ACH (Automated Clearing House) is a nationwide computer-based network that electronically processes transactions between financial institutions, such as banks, that participate in it.
As with any type of financial transaction, such as checks, credit cards and debit cards, various security measures must be used with ACH to ensure against fraud. These are required by NACHA (the National Automated Clearinghouse Association), the organization that administers ACH payments.
Here is an overview of the security requirements for using ACH.
- NACHA requires that all participants in the ACH process implement processes and controls to protect sensitive ACH data and to put access controls into place to safeguard this data. This includes merchants’ financial information as well as other sensitive information such as social security numbers.
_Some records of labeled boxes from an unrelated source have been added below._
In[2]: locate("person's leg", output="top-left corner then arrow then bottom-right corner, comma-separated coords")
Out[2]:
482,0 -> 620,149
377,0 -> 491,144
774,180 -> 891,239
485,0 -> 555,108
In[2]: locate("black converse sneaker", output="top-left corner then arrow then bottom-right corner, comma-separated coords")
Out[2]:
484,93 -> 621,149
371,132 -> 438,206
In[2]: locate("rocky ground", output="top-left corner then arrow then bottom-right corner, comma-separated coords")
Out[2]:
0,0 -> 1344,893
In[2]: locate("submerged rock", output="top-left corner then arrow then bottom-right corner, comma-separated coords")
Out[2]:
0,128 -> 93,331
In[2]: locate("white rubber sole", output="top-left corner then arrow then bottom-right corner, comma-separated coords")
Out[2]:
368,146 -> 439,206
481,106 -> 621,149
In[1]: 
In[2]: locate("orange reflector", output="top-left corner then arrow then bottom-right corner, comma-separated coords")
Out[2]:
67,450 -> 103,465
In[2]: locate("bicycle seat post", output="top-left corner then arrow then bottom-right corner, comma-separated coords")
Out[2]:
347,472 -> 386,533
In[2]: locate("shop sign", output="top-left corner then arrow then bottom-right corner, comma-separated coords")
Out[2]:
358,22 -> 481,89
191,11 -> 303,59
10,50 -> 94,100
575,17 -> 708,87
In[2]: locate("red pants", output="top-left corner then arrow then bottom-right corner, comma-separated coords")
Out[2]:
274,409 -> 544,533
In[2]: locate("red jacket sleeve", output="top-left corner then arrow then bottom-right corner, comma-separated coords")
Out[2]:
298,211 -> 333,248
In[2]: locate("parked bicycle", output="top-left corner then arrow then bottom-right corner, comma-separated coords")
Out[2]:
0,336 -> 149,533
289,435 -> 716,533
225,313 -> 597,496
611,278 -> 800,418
- NACHA requires that any transmission of banking information, such as a customer’s bank account and routing number, be encrypted using “commercially reasonable” encryption technology if transmitted via an unsecured network, like the Internet.
- This means that an ACH participant is not allowed to send bank account information via non-encrypted email or to place it on an insecure web form. Accordingly, any third-party software solutions for ACH must use reliable encryption.
- NACHA requires that anyone originating a transaction must use “commercially reasonable” steps to ensure the validity of the routing numbers that they are entered into the ACH network.
- Typically, a small business will not need to implement this type of solution itself, as many reputable third-party solutions will include this type of validation.
- NACHA requires that the originator, for any transactions initiated over the phone or from the Web use “commercially reasonable” means to verify the identity of the customer. This is because, for ACH transactions, there is no additional layer of security. For example, the three-digit number found on the back of a credit card. There are several ways in which a merchant can verify the identity of a customer, including the use of a Social Security number, a driver’s license, or a combination of a user ID, password and known IP address.
- NACHA requires that the originator of a transaction use “commercially reasonable” methods to identify fraudulent transactions in advance, to prevent them from being submitted for ACH processing.